When greeting me, people inquire, alongside my family, about the pope, President Bush or Jay Z. Nobody doubts for a second that I am not personally acquainted with the rich and powerful. In their minds, I am no less famous.
Over the last year, I have worked hard to dispel these inflated notions of my importance, I even thought I had made some headway, and then President Bush came to Ghana, and I had lunch with him.
You may have heard that while visiting Ghana, President Bush dined with 10 Peace Corps volunteers at a luncheon hosted by the U.S. Ambassador to Ghana, Pamela Bridgewater. I was lucky enough to be selected from the mass of qualified and respected volunteers serving in Ghana (135, to be exact) to attend this lunch.
My village was hardly surprised - it confirmed what they had long suspected: President Bush is, after all, a personal friend of mine, why shouldn't he come to Ghana and ask me to lunch?
The luncheon itself was certainly a defining moment in my Peace Corps service. While my village may think it inconsequential for me to dine with the president, I am well aware of the opportunity.
The luncheon was a small, private affair. In addition to the President and 10 Peace Corps volunteers, Laura Bush (as she prefers to be called), Secretary of State Condoleeza Rice (from whom I sat across), Ghana Ambassador Pamela Bridgewater, Peace Corps Ghana country director Bob Golledge, and Bob Geldof, celebrity activist and acting reporter, were also in attendance. It was, to be obvious, quite the guest list.
After a few moments of blinking at one another, the press left and we began to talk. Contrary to what might be expected, the conversation was anything but stiff and formal.
The president was eager to hear our stories, and we were eager to tell him why we joined the Peace Corps, what motivates us to get up every morning and how this experience has changed our lives, for better or for worse.
President Bush laughed as we recounted various village exploits and seemed impressed to hear of volunteers surviving snake bites, muggings and heat without a fan. It pleased him to hear us mention work we do in coordination with the Millennium Challenge Account or the president's Emergency Plan for Aids Relief.
The president has certainly done a great deal for Africa with these two initiatives, and his legacy in the villages is overwhelmingly positive.
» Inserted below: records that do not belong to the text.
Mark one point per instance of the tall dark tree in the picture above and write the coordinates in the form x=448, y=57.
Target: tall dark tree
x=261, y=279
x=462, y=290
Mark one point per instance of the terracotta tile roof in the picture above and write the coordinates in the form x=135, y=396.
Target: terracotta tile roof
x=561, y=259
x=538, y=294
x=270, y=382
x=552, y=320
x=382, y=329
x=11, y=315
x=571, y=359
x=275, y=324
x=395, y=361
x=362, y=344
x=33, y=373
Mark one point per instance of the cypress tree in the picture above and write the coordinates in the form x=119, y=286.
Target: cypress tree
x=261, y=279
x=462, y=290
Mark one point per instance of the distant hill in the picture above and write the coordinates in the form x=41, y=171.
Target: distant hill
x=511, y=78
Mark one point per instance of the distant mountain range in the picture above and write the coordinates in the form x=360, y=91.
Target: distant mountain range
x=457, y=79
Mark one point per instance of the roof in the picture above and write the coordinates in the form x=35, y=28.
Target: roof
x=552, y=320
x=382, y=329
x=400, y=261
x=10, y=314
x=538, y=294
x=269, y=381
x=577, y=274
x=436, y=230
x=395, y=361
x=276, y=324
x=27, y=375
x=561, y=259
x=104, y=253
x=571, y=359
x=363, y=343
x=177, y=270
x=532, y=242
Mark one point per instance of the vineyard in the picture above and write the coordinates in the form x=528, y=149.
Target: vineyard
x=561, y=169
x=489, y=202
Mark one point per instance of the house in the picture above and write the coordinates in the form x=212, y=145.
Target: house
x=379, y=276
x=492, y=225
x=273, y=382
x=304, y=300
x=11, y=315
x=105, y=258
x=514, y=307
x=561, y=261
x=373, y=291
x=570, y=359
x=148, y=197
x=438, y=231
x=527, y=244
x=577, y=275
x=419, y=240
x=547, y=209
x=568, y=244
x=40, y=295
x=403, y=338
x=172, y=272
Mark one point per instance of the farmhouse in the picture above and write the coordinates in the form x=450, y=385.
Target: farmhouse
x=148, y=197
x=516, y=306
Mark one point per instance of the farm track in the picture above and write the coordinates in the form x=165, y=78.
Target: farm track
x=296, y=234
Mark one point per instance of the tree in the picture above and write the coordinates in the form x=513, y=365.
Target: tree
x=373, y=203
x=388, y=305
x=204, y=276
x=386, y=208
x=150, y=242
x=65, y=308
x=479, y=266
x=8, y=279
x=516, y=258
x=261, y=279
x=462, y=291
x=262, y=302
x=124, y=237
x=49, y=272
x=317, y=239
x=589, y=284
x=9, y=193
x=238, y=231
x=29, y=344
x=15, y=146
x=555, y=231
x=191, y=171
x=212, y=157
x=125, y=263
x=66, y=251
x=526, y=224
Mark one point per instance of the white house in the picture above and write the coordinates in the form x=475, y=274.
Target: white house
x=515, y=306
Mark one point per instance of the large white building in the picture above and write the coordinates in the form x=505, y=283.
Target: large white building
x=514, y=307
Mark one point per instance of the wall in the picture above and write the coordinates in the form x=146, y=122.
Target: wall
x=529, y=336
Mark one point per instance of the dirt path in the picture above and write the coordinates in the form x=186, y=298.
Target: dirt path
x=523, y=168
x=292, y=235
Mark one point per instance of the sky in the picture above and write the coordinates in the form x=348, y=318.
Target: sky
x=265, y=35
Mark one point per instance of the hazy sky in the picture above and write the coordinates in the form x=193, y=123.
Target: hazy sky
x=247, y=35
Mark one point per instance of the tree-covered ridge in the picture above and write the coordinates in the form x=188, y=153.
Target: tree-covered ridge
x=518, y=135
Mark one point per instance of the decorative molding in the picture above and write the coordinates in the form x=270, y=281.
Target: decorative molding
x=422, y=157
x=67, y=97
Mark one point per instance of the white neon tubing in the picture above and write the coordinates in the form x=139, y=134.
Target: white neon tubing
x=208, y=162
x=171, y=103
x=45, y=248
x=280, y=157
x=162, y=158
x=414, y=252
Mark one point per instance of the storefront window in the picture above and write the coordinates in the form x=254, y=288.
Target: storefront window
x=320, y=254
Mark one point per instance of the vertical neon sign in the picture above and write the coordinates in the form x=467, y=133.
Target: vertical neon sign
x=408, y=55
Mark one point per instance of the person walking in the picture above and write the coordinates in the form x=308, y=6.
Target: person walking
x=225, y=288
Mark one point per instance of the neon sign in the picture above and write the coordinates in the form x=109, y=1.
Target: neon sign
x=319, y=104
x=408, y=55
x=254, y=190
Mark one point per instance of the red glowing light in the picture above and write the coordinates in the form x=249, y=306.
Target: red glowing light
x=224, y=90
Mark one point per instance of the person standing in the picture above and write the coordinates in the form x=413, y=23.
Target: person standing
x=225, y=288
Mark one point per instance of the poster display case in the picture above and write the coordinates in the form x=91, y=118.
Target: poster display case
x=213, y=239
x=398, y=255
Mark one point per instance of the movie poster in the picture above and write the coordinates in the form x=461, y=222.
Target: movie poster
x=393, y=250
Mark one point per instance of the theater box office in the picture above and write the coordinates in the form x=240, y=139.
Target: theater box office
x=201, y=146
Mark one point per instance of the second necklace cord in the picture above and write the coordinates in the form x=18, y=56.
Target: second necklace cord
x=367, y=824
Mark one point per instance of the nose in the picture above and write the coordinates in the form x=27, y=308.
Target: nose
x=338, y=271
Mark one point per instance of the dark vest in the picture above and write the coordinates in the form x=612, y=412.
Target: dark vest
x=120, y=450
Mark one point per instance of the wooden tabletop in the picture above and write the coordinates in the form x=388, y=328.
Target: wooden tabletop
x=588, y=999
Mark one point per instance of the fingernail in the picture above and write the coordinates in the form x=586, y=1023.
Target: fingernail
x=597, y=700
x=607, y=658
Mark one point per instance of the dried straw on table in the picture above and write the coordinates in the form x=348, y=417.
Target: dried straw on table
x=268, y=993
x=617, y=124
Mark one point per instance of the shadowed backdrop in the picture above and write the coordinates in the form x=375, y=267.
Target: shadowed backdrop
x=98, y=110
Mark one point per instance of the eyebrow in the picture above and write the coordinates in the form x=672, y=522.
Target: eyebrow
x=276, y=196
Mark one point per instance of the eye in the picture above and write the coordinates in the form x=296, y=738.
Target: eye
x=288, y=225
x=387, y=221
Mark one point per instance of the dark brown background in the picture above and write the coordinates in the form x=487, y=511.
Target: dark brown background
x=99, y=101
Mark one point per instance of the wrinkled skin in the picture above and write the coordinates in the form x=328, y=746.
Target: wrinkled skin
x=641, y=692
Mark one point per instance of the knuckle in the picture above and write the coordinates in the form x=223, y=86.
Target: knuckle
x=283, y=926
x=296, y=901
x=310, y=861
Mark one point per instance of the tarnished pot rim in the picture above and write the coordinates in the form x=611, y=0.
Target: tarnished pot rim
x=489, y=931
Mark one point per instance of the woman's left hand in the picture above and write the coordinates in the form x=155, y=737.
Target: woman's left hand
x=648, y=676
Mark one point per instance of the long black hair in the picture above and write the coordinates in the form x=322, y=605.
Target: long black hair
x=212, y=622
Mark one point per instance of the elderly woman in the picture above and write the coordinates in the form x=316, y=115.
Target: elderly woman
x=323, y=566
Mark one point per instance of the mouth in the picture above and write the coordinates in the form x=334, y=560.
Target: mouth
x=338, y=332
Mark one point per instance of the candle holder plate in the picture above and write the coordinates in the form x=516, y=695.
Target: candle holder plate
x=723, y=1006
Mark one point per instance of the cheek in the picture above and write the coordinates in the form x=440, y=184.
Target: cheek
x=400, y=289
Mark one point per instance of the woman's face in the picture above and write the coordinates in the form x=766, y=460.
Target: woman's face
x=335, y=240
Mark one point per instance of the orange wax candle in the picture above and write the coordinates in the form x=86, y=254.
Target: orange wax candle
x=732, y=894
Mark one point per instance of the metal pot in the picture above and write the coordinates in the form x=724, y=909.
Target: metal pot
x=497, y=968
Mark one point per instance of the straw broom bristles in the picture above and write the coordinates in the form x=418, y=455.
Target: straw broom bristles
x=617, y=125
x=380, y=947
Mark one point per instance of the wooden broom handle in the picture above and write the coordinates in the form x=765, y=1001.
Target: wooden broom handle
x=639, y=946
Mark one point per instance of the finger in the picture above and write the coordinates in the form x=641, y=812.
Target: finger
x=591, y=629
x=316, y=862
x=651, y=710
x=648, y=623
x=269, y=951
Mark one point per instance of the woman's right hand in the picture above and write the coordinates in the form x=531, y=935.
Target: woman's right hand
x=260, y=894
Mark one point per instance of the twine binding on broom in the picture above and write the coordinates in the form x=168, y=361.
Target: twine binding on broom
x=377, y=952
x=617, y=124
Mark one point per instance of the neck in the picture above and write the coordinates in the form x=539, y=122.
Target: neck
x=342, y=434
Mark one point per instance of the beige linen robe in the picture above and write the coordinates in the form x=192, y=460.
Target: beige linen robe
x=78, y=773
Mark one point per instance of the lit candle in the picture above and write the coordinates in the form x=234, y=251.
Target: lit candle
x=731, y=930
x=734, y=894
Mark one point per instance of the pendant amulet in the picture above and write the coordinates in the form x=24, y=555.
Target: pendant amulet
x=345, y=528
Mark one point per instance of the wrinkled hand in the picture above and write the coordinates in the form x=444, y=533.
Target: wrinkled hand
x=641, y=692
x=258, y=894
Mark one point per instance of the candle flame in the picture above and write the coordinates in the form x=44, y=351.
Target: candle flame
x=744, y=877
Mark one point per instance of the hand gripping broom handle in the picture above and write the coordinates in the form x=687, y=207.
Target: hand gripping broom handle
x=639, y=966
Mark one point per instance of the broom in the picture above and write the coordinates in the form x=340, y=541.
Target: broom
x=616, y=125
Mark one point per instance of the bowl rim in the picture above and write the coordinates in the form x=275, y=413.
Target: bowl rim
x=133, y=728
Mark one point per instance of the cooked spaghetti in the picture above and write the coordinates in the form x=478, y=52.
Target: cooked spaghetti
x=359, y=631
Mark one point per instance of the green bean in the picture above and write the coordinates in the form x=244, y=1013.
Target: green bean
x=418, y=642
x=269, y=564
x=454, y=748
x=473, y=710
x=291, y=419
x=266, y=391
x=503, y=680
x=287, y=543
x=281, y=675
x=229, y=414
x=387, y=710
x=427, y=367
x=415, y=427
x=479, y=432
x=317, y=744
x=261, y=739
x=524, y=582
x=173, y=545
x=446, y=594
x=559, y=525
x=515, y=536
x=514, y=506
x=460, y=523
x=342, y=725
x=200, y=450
Besides, Ghanaians love anybody who will dance with them.
I assume our lunch went well. At an address in the East Room of the White House, on April 29, during National Volunteer week, the president said, "Laura and I met with Peace Corps volunteers in Ghana recently, and they are some kind of fired up. Matter of fact, it is exciting to be with those good souls who are motivated to go help, and in so doing it really is the best foreign policy America could possibly have." I'm inclined to agree.
Upon return to my village I passed along to my mamee the greeting Condoleeza Rice extended. My mamee merely grunted and gave an approving nod. In her mind it was perfectly reasonable that my personal friends should pass along this expected acknowledgment, and it merely indicated that all was right with the world. Though I suspect she was a bit disappointed I hadn't brought home Jay Z.